Down they went, all those pretty faces, all the fancy offenses with their genius coordinators. The Rams, the Broncos and the Colts—with the No. 1, 2 and 3 offenses, respectively, in the NFL—never got past the wild-card round. The fourth-rated 49ers didn't even make the playoffs, and the conference championship games took care of the Vikings and the Raiders, sitting fifth and sixth.
No Cris Carter and Randy Moss and Robert Smith to quicken the pulses and light up the scoreboard at Super Bowl XXXV. No Daunte Culpepper with his galloping scrambles, or Rich Gannon with his twinkle-toed magic. Gone, all of them gone. The poor devils never had a chance. Swept under by the Big D, as in DEE-fense.
It'll be Giants versus Ravens in the Super Bowl of the Uglies. Yards will be bitterly contested. Quarterbacks will get sacked, runners smacked, guys wearing the 50s and 90s will dictate the tempo, or lack of it.
What's that, you say? The Giants gained 518 yards on the Vikings in their 41-0 NFC title game victory, and Kerry Collins threw five touchdown passes, establishing this club as an offensive force. Oh, sure, but as New York left tackle Lomas Brown, the 16-year veteran, said, "I'm not so much in awe of the 41 as I am of the zero. Zero points for Minnesota—with that offense they brought in here!" A defense-oriented team got hot against a club that had been struggling on defense—that explains what the Giants did on Sunday.
The Ravens? Bullies of the league. Road warriors. Three postseason wins, the last two on the road. They should have been tired on Sunday, playing without a bye and coming off a game against the Titans in which the defense was on the field for 81 snaps. Tired? Ask the Raiders, who picked up one first down and 38 yards in the first half and whose running attack, No. 1 in the league, finished with 24 yards and an average of 1.4 per rush.
The Super Bowl has traditionally been the showcase for All-Pro and budding Hall of Fame quarterbacks. Look at the roster since 1990: Joe Montana, Jim Kelly, Troy Aikman, Steve Young, Brett Favre, John Elway, Kurt Warner. Now? Kerry Collins and Trent Dilfer, two guys on the mend, both salvaged from the scrap heap.
Looking for stars at the so-called skill positions? You'll find some willing workers, but no one on either team who got any Pro Bowl mention.

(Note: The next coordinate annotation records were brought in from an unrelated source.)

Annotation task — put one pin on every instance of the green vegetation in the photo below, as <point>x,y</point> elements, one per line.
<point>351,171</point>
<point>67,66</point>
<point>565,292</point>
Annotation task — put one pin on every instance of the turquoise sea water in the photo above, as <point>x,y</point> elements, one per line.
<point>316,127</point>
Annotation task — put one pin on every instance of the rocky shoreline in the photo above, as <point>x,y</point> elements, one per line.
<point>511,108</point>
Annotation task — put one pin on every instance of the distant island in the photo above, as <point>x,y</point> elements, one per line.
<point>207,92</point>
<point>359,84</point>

The big names are on the other side of the ball: Ray Lewis, Jessie Armstead, Rod Woodson, Michael Strahan. Never has a Super Bowl been so set up for a defensive guy to win the MVP award.
But that's what makes this game so intriguing. A big play on offense will really be big. A touchdown will be huge. Do you know what the Ravens' record is in games in which they've scored more than six points? It's 15-0, counting the postseason.

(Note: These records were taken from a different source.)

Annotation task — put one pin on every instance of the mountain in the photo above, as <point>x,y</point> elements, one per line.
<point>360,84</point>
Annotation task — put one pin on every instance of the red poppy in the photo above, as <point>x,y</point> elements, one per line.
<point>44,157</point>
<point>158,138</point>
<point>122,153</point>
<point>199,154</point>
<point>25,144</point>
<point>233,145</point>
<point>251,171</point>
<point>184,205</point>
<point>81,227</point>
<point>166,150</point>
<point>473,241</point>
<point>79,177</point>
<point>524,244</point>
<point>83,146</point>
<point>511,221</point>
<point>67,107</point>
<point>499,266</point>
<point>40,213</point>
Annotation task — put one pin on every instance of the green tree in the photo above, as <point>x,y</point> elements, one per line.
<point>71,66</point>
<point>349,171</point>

Baltimore doesn't figure to score much against New York, unless its defense gets on the board a few times. And after they squelched the Raiders so thoroughly, Ravens defenders admitted they were quite pleased with the prospect of facing the Giants, whose offense had struggled the week before against Philadelphia. Lional Dalton, one of the six or seven players used so effectively in Baltimore's defensive-line mix, echoed the sentiments of his teammates when he said, "We feel the Giants are going to play right into our hands. We've faced them in the pre-season the last five years, and they play the kind of offense we like to see. We love a team that tries to pound the ball. No one's done it to us yet."
Ah, but did he see the NFC Championship Game? No, he admitted. That might change the Ravens' perspective a bit.